Hundreds of Haitians attended a private funeral mass on Oct. 11 in Port-au-Prince for "president for life" Jean-Claude ("Baby Doc”) Duvalier (1971-1986), who had died suddenly of a heart attack while eating breakfast with a friend the morning of Oct. 4 (not the night of Oct. 3 as reported previously). The government of President Michel Martelly ("Sweet Micky”) apparently decided not to hold a state funeral for the late dictator, and Martelly and Prime Minister Laurent Lamothe stayed away from the mass, as did the diplomatic corps. Former president Gen. Prosper Avril (1988-1990) and former acting president Boniface Alexandre (2004-2006) attended. Duvalier’s coffin was covered with a Haitian flag—but the current red and blue flag, not the red and black flag used by the 1957-1986 Duvalier family dictatorship. (Miami Herald, Oct. 11, from correspondent)

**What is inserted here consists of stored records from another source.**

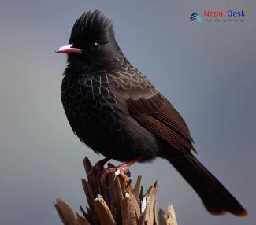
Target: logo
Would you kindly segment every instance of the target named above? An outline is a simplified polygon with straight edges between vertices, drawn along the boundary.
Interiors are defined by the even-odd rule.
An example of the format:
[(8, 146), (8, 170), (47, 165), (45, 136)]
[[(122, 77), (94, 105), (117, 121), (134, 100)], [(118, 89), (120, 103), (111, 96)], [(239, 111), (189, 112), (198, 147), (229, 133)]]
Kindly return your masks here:
[(200, 15), (198, 13), (196, 13), (196, 12), (194, 12), (192, 13), (192, 15), (190, 16), (190, 20), (191, 21), (194, 21), (195, 20), (195, 21), (197, 21), (197, 22), (202, 22), (202, 19), (201, 19)]
[(244, 22), (246, 20), (245, 10), (221, 9), (210, 10), (204, 9), (199, 13), (194, 12), (190, 16), (191, 21), (202, 22)]

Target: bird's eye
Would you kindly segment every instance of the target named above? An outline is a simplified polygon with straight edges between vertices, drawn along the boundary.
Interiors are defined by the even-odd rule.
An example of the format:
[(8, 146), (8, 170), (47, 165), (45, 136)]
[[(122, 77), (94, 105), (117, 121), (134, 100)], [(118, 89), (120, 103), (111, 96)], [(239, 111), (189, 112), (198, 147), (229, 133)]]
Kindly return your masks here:
[(95, 42), (91, 44), (91, 48), (93, 50), (98, 50), (101, 48), (101, 46), (100, 46), (99, 42)]

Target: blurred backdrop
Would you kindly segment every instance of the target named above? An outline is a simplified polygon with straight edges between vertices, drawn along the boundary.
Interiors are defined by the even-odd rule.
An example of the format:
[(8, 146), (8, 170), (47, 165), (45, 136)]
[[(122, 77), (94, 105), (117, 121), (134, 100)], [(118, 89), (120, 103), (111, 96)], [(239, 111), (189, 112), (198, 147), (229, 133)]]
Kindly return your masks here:
[[(87, 203), (82, 159), (102, 156), (73, 135), (61, 102), (72, 26), (101, 9), (125, 56), (176, 106), (199, 160), (249, 211), (210, 215), (165, 160), (137, 164), (145, 187), (158, 179), (158, 206), (174, 205), (180, 224), (255, 224), (256, 74), (254, 1), (1, 1), (1, 224), (61, 224), (52, 201)], [(204, 9), (246, 11), (243, 23), (191, 22)], [(117, 164), (117, 162), (113, 162)]]

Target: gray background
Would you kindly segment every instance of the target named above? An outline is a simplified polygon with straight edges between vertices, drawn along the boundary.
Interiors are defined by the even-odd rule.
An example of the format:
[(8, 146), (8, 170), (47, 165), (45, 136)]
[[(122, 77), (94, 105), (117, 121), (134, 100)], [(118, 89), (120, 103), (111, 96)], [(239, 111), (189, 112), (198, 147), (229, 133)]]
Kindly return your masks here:
[[(255, 224), (255, 9), (254, 1), (5, 1), (0, 7), (1, 224), (61, 224), (52, 201), (86, 201), (83, 146), (61, 103), (65, 56), (75, 20), (99, 9), (114, 22), (130, 61), (186, 120), (198, 158), (248, 209), (240, 219), (213, 216), (167, 161), (138, 164), (158, 205), (174, 204), (180, 224)], [(244, 23), (191, 23), (205, 9), (243, 9)], [(117, 162), (115, 162), (117, 163)]]

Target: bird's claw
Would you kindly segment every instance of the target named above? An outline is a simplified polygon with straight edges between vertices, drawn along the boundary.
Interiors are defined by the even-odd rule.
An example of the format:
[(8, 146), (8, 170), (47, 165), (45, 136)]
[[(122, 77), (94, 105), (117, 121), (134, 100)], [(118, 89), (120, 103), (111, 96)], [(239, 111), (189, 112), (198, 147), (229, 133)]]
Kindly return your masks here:
[(130, 180), (130, 178), (128, 177), (124, 172), (124, 170), (122, 169), (121, 166), (119, 166), (117, 168), (109, 168), (105, 169), (101, 175), (102, 183), (105, 184), (106, 176), (109, 175), (113, 172), (114, 173), (113, 181), (116, 179), (117, 176), (119, 176), (124, 181)]

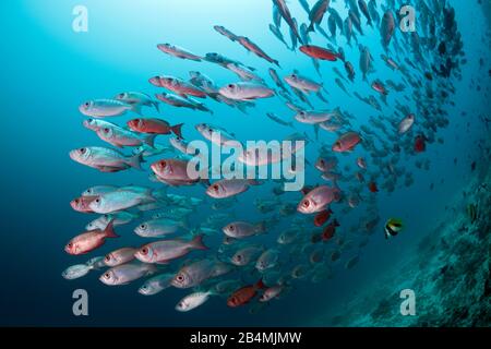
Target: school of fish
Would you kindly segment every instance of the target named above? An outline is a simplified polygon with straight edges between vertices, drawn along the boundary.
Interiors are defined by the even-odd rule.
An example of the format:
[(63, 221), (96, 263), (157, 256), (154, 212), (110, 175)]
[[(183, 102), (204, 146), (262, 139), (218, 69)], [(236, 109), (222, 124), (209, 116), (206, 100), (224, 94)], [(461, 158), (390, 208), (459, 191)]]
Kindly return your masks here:
[[(83, 127), (101, 142), (73, 149), (70, 157), (101, 172), (146, 171), (149, 184), (94, 185), (71, 201), (73, 209), (91, 218), (83, 232), (67, 239), (64, 251), (88, 255), (110, 245), (112, 252), (68, 267), (65, 279), (97, 272), (107, 286), (140, 282), (144, 296), (182, 289), (175, 308), (179, 312), (216, 297), (230, 308), (249, 304), (255, 313), (283, 299), (297, 282), (320, 282), (354, 268), (372, 237), (387, 239), (403, 230), (402, 220), (380, 217), (376, 197), (410, 186), (415, 178), (406, 164), (428, 169), (424, 152), (443, 143), (438, 132), (448, 124), (445, 106), (452, 104), (452, 79), (459, 79), (464, 59), (454, 10), (445, 0), (412, 1), (418, 31), (404, 33), (402, 0), (300, 0), (304, 13), (295, 16), (286, 0), (272, 2), (272, 23), (262, 25), (287, 50), (308, 58), (318, 76), (284, 67), (259, 40), (217, 24), (217, 35), (252, 52), (251, 61), (266, 61), (268, 70), (161, 43), (156, 45), (157, 58), (200, 62), (203, 71), (217, 64), (231, 73), (229, 82), (217, 85), (201, 71), (190, 71), (187, 77), (165, 71), (148, 76), (153, 93), (119, 92), (80, 105), (86, 117)], [(388, 74), (394, 77), (381, 77)], [(345, 98), (330, 98), (333, 89)], [(316, 157), (309, 156), (306, 171), (316, 173), (316, 181), (287, 193), (282, 180), (211, 182), (189, 176), (194, 149), (188, 146), (188, 128), (206, 142), (216, 142), (215, 132), (220, 132), (221, 145), (246, 141), (236, 136), (239, 130), (213, 123), (213, 104), (253, 113), (256, 104), (267, 106), (271, 98), (279, 98), (289, 112), (254, 118), (291, 129), (289, 140), (307, 142), (308, 154)], [(368, 122), (360, 124), (349, 111), (355, 99), (366, 106)], [(195, 118), (171, 124), (160, 116), (164, 106), (166, 113), (187, 108)], [(249, 155), (241, 155), (247, 165)], [(189, 185), (200, 188), (202, 197), (169, 193)], [(240, 202), (240, 195), (266, 185), (268, 196), (252, 203), (263, 218), (240, 215), (242, 205), (251, 206)], [(350, 219), (357, 208), (361, 218)], [(206, 219), (196, 221), (196, 213), (209, 209)], [(278, 228), (280, 222), (288, 228)], [(139, 245), (124, 245), (118, 233), (128, 225)]]

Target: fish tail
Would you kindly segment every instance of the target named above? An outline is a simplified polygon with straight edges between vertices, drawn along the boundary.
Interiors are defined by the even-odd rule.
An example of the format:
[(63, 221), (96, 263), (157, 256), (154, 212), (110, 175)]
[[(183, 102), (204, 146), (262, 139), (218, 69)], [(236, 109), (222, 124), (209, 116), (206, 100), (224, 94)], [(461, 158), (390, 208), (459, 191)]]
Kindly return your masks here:
[(155, 142), (155, 137), (157, 136), (158, 134), (148, 134), (147, 136), (145, 136), (145, 140), (144, 140), (144, 142), (146, 143), (146, 144), (148, 144), (151, 147), (155, 147), (154, 146), (154, 142)]
[(173, 125), (173, 127), (170, 128), (170, 131), (172, 131), (173, 134), (176, 134), (176, 135), (177, 135), (179, 139), (181, 139), (181, 140), (184, 139), (184, 137), (182, 136), (182, 132), (181, 132), (182, 125), (183, 125), (183, 123), (178, 123), (178, 124), (176, 124), (176, 125)]
[(160, 112), (160, 104), (158, 101), (153, 100), (152, 105), (155, 107), (155, 109), (157, 109), (157, 112)]
[(143, 157), (142, 153), (135, 154), (127, 160), (127, 164), (134, 169), (143, 171), (142, 169)]
[(203, 243), (203, 234), (195, 236), (191, 240), (191, 244), (196, 250), (208, 250), (208, 248)]
[(112, 218), (106, 226), (106, 229), (104, 229), (104, 236), (106, 238), (119, 238), (119, 236), (115, 232), (113, 228), (115, 228), (115, 218)]
[(255, 227), (255, 230), (259, 232), (259, 233), (266, 233), (267, 232), (267, 226), (266, 226), (266, 221), (265, 220), (263, 220), (263, 221), (261, 221), (260, 224), (258, 224), (258, 226)]

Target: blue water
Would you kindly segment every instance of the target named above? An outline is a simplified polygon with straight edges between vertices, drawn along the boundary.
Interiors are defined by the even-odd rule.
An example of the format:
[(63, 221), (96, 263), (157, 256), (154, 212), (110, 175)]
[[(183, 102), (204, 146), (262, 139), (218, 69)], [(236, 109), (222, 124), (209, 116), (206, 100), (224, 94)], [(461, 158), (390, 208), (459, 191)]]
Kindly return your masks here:
[[(313, 1), (310, 2), (312, 4)], [(337, 2), (335, 7), (339, 8), (340, 1)], [(64, 280), (61, 272), (69, 265), (84, 263), (91, 256), (104, 255), (117, 248), (142, 243), (132, 232), (135, 224), (131, 224), (118, 229), (122, 238), (108, 241), (88, 256), (65, 254), (64, 244), (82, 232), (93, 219), (74, 212), (69, 202), (86, 188), (96, 184), (156, 185), (149, 184), (146, 178), (148, 171), (100, 173), (72, 161), (68, 152), (81, 146), (105, 145), (82, 127), (84, 117), (77, 106), (87, 99), (108, 98), (125, 91), (154, 94), (158, 89), (148, 84), (148, 77), (168, 74), (188, 79), (191, 70), (205, 73), (219, 86), (238, 81), (236, 75), (218, 65), (166, 56), (156, 49), (158, 43), (172, 43), (197, 55), (220, 52), (256, 68), (261, 76), (274, 86), (267, 75), (271, 65), (217, 34), (213, 29), (216, 24), (259, 44), (280, 62), (283, 69), (277, 71), (282, 76), (297, 69), (303, 75), (319, 81), (309, 58), (299, 51), (286, 50), (268, 32), (267, 25), (272, 22), (271, 1), (144, 0), (132, 4), (117, 0), (84, 0), (83, 3), (71, 0), (3, 1), (0, 4), (3, 33), (0, 48), (3, 81), (0, 97), (3, 154), (0, 324), (295, 326), (307, 324), (311, 318), (323, 316), (332, 308), (342, 306), (350, 298), (358, 297), (373, 279), (403, 260), (407, 251), (412, 251), (411, 246), (417, 244), (429, 227), (435, 225), (446, 203), (469, 180), (470, 163), (482, 161), (478, 158), (478, 141), (489, 137), (489, 131), (477, 116), (482, 112), (489, 115), (486, 104), (489, 92), (486, 95), (484, 91), (470, 91), (469, 84), (471, 80), (480, 79), (483, 88), (487, 84), (489, 86), (489, 45), (482, 40), (489, 24), (478, 4), (472, 2), (464, 7), (457, 1), (451, 3), (457, 7), (456, 17), (468, 64), (462, 68), (463, 81), (452, 80), (456, 87), (452, 100), (456, 107), (445, 106), (450, 125), (438, 133), (445, 142), (428, 145), (428, 151), (421, 155), (430, 159), (428, 171), (417, 169), (410, 156), (398, 160), (398, 166), (414, 173), (415, 183), (410, 188), (398, 188), (392, 194), (381, 191), (376, 195), (382, 220), (392, 216), (403, 218), (407, 225), (406, 233), (387, 244), (383, 239), (382, 226), (379, 226), (368, 246), (362, 249), (360, 263), (354, 269), (343, 268), (344, 261), (356, 254), (356, 251), (348, 251), (343, 257), (343, 264), (336, 267), (333, 279), (319, 284), (296, 281), (294, 291), (287, 297), (271, 302), (259, 314), (249, 314), (250, 306), (229, 309), (223, 298), (212, 298), (192, 312), (178, 313), (173, 306), (187, 294), (185, 291), (169, 288), (155, 297), (143, 297), (136, 292), (139, 281), (124, 287), (107, 287), (97, 279), (99, 272), (81, 279)], [(87, 33), (72, 31), (72, 9), (77, 4), (88, 9)], [(306, 13), (297, 1), (290, 0), (288, 4), (294, 16), (306, 21)], [(284, 23), (283, 32), (288, 41), (289, 35), (285, 28)], [(376, 58), (378, 72), (371, 79), (394, 79), (396, 74), (378, 59), (382, 52), (379, 33), (369, 28), (366, 32), (366, 36), (359, 36), (360, 44), (369, 46)], [(312, 35), (312, 41), (320, 46), (326, 43), (319, 34)], [(344, 44), (344, 39), (339, 43)], [(361, 81), (358, 49), (345, 46), (345, 51), (357, 70), (356, 91), (362, 96), (373, 94), (370, 86)], [(486, 69), (479, 68), (478, 59), (481, 57), (484, 58)], [(335, 75), (331, 69), (333, 64), (343, 71), (340, 63), (321, 62), (330, 104), (326, 106), (315, 97), (311, 100), (319, 108), (339, 106), (351, 112), (356, 116), (354, 128), (367, 124), (368, 118), (376, 117), (379, 112), (347, 97), (335, 86)], [(390, 96), (388, 104), (393, 106), (394, 103), (395, 98)], [(291, 129), (283, 128), (265, 117), (266, 112), (274, 111), (284, 119), (292, 118), (294, 112), (279, 98), (258, 101), (249, 115), (209, 98), (205, 104), (213, 109), (214, 116), (163, 106), (160, 117), (172, 124), (183, 122), (183, 133), (189, 140), (200, 139), (194, 130), (194, 125), (200, 122), (221, 125), (235, 132), (240, 140), (282, 140), (291, 133)], [(463, 110), (467, 111), (466, 117), (460, 116)], [(390, 108), (384, 108), (384, 112), (390, 113)], [(156, 117), (151, 109), (144, 110), (144, 113)], [(110, 121), (123, 123), (132, 117), (134, 115)], [(467, 128), (468, 122), (470, 125)], [(311, 127), (297, 123), (297, 129), (314, 137)], [(159, 143), (165, 144), (166, 137), (160, 136)], [(323, 143), (331, 145), (335, 139), (335, 134), (321, 131), (320, 141), (307, 148), (308, 159), (314, 163), (319, 146)], [(348, 163), (352, 168), (354, 159), (357, 155), (366, 154), (363, 152), (357, 149), (349, 156), (340, 156), (339, 169)], [(458, 158), (458, 166), (454, 166), (454, 158)], [(444, 179), (443, 183), (441, 179)], [(319, 172), (310, 168), (307, 182), (315, 184), (321, 181)], [(429, 191), (432, 182), (435, 189)], [(236, 217), (260, 220), (263, 215), (252, 202), (258, 197), (271, 197), (271, 184), (265, 184), (240, 195), (235, 207)], [(204, 196), (204, 189), (199, 185), (170, 189), (169, 192)], [(283, 201), (299, 198), (298, 193), (287, 193), (282, 197)], [(360, 205), (349, 216), (338, 214), (342, 229), (355, 225), (366, 214), (363, 209), (363, 205)], [(340, 210), (337, 209), (338, 213)], [(205, 219), (212, 213), (211, 209), (203, 209), (196, 219)], [(264, 242), (272, 244), (277, 234), (288, 227), (288, 219), (285, 218), (271, 232), (273, 237), (265, 237)], [(306, 230), (306, 233), (310, 232)], [(86, 289), (89, 294), (88, 316), (77, 317), (72, 314), (72, 292), (79, 288)]]

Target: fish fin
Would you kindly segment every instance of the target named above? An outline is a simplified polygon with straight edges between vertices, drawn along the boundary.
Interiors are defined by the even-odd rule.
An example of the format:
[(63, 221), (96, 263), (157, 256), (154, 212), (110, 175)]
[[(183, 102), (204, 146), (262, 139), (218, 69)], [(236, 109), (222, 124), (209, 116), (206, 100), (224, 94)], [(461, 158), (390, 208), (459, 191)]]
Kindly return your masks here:
[(106, 229), (104, 229), (104, 236), (106, 238), (119, 238), (119, 236), (115, 232), (113, 228), (115, 228), (115, 218), (112, 218), (106, 226)]
[(153, 100), (152, 105), (155, 107), (155, 109), (157, 109), (157, 112), (160, 112), (160, 104), (158, 101)]
[(176, 135), (177, 135), (179, 139), (181, 139), (181, 140), (184, 139), (184, 137), (182, 136), (182, 132), (181, 132), (182, 125), (183, 125), (183, 123), (178, 123), (178, 124), (176, 124), (176, 125), (173, 125), (173, 127), (170, 128), (170, 131), (172, 131), (173, 134), (176, 134)]
[(131, 105), (131, 110), (136, 112), (139, 116), (142, 115), (142, 106), (139, 104)]
[(191, 240), (191, 244), (196, 250), (208, 250), (208, 248), (203, 243), (203, 234), (195, 236), (193, 240)]
[(264, 289), (264, 288), (267, 288), (267, 286), (264, 285), (263, 279), (260, 279), (260, 280), (258, 281), (258, 284), (254, 285), (254, 287), (255, 287), (256, 289), (259, 289), (259, 290)]
[(136, 155), (133, 155), (132, 157), (130, 157), (127, 160), (127, 165), (131, 166), (134, 169), (137, 169), (140, 171), (143, 171), (142, 169), (142, 163), (143, 163), (143, 157), (142, 157), (142, 153), (139, 153)]
[(259, 181), (255, 179), (250, 179), (248, 180), (249, 185), (262, 185), (264, 183), (264, 181)]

On Oct. 4 authorities in the southwestern state of Guerrero announced that they had found charred human remains in a group of mass graves in Iguala de La Independencia municipality, at Pueblo Viejo community in the countryside northwest of the city. Guerrero chief prosecutor Iñaky Blanco Cabrera would only say that there were human bones and that specialists would need to use DNA tests to identify the victims. State police agents at the site on Oct. 4 told reporters off the record that there could be anywhere from four to 19 bodies, but on Oct. 5 Blanco Cabrera said the total number was 28. It seemed likely that the remains were of teachers' college students missing since the night of Sept. 26-27, when Iguala police opened fire on three buses carrying students from the militant Raúl Isidro Burgos Rural Teachers' College, located in the town of Ayotzinapa. Originally 25 students were reported missing after the incident, but parents and student leaders later raised the number to 43.